Quebec will reportedly bring forward the mandatory date by which winter tires must be put on all vehicles in the province and also increase fines for those who don’t follow the rules.
It remains the only Canadian jurisdiction that requires drivers to have winter tires by law – between Dec. 15 and March 15. The nine-year-old legislation comes with the threat of a fine from $200 to $300.
In B.C., drivers are required to have winter tires installed on their vehicles if travelling on designated highways around the province, mainly in the Interior and near high mountain passes.
Despite some occasional calls in other parts of the country, there doesn’t appear to be an appetite for Quebec-style rules in other provinces.
Advocates agree that winter tires should be used in the vast majority of the country – the Maritimes and the Prairies along with large swaths of Ontario for example – but suggest an incentive-based approach would help increase the number of users.
“The call often comes for (provincial) legislation nationwide, but we think that may be a step too far,” said Lewis Smith, national projects manager at the Canada Safety Council. “Some places in Canada just don’t need them.”
Winter tires are recommended in areas where temperatures drop below 7 C, which excludes some parts of the country.
Smith said awareness campaigns that educate drivers about the differences between all-season tires and winter tires in frigid conditions are far better than forcing the issue.
He cited a Rubber Association of Canada survey that suggested only half of Canadian motorists outside Quebec use winter tires.
“So that’s obviously a number we’d like to see increase and it’s a number we’ve been pushing to see increased in recent years,” Smith said.
“The call often comes for (provincial) legislation nationwide, but we think that may be a step too far.”
— Lewis Smith, Canada Safety Council
George Iny, executive director of the Automobile Protection Association, says his organization is in favour of widespread winter tire use, but believes incentives would work better.
In Ontario, for example, insurers have been required recently to provide a discount for those who use winter tires, while Manitoba’s insurance board offers low-interest financing for such tires.
“If we can see that it is able to move the needle, that’s the kind of incentive-based compliance we’d hope to see,” said Iny.
“I would like to believe that if people are doing something that’s incentive-based, maybe they would have less of a mindset to try to avoid it.”
Iny said there have been unexpected consequences to the Quebec law, which the government is considering changing to make winter tires mandatory between Nov. 15 and March 15.
Because there is a hard deadline to put them on, but no firm deadline to remove them, many Quebec drivers keep winter tires on throughout the summer, which creates another set of performance issues in warmer months.
Iny said Quebec’s apparent plan to bring forward the date would only cause headaches for retailers, who already deal with a crush come the fall.
Before the law was passed in late 2008, an estimated 80 per cent of cars were equipped with winter tires, so legislation only had an impact on the last fifth of motorists, Iny said.
“Part of the reason why it was accepted in Quebec is that many people were already there,” he said.
“For CAA-Quebec, it’s not so much the date as the temperature.”
— Annie Gauthier, CAA-Quebec
“But I can see why a government would be reluctant and that’s why, again, we’d prefer something incentive-based.
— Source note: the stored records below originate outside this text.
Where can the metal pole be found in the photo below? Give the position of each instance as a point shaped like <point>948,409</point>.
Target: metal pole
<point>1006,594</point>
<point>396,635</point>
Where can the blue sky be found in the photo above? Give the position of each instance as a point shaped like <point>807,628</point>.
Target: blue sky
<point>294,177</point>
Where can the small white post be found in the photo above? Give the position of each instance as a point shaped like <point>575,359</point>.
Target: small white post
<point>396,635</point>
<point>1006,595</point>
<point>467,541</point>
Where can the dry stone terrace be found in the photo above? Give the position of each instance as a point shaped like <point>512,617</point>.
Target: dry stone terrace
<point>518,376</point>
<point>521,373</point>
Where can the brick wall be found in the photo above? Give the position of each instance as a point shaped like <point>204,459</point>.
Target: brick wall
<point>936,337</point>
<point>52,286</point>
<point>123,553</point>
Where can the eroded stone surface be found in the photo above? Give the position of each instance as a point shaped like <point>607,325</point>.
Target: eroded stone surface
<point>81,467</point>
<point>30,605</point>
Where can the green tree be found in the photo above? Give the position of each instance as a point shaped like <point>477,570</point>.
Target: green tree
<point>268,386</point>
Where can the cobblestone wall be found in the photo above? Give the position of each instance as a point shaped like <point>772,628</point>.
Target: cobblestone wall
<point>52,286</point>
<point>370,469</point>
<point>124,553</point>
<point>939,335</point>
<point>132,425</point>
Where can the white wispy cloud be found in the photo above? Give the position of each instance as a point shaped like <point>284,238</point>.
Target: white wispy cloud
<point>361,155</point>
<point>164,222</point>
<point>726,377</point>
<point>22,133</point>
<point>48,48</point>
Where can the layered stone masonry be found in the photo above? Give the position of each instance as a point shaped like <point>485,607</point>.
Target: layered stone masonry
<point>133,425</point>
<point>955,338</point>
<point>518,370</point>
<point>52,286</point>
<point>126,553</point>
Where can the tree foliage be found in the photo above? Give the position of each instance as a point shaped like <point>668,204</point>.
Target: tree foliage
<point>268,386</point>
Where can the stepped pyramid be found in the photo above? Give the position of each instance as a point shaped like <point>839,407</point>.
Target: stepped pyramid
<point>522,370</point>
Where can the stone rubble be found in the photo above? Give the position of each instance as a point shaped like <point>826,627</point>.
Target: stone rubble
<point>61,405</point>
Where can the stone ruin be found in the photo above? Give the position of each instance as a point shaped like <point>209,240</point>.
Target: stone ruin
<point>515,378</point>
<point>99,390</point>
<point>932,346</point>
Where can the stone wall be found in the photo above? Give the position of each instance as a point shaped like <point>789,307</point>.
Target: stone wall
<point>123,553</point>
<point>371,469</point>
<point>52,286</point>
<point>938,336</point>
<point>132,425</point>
We would like it if the private insurance provinces (the Maritime provinces for example) would offer an incentive.”
A 2012 report by the Traffic Injury Research Foundation found there had been a 36 per cent reduction in the number of people killed or seriously injured in winter collisions in Quebec since the law was passed.
The suggestions for moving up the deadline in Quebec came during public meetings, with certain parts of the province experiencing harsh winter conditions earlier than the heavily populated southwestern part of the province.
“For CAA-Quebec, it’s not so much the date as the temperature,” said spokeswoman Annie Gauthier. “The magic number – the moment where one should install winter tires is when the temperature drops below 7 C.”
Firstly, BC only requires a minimum M&S Rating not fullon winter tires. Check there website.
2ndly it’s not air temperature as the story goes but road temperature. The only place where that takes place is the BC lowland.
I wonder how long it will take for the Ontario government to make winter tires mandatory. They are all about public safety so I wonder why this has not been addressed yet?
36 percent decrease in serious injury and deaths… that’s huge, wonder what the rest of the provinces are waiting for…
I have been selling winter tires since 1974. I have yet to have a customer or fleet tell me that winter tires do not make the driving experience better.
As Bob Ward said earlier, if the Ontario Government believes in safety perhaps they should follow the lead of the Quebec Government who presently have in excess of 30 percent less accidents. Time to wake up Ontario!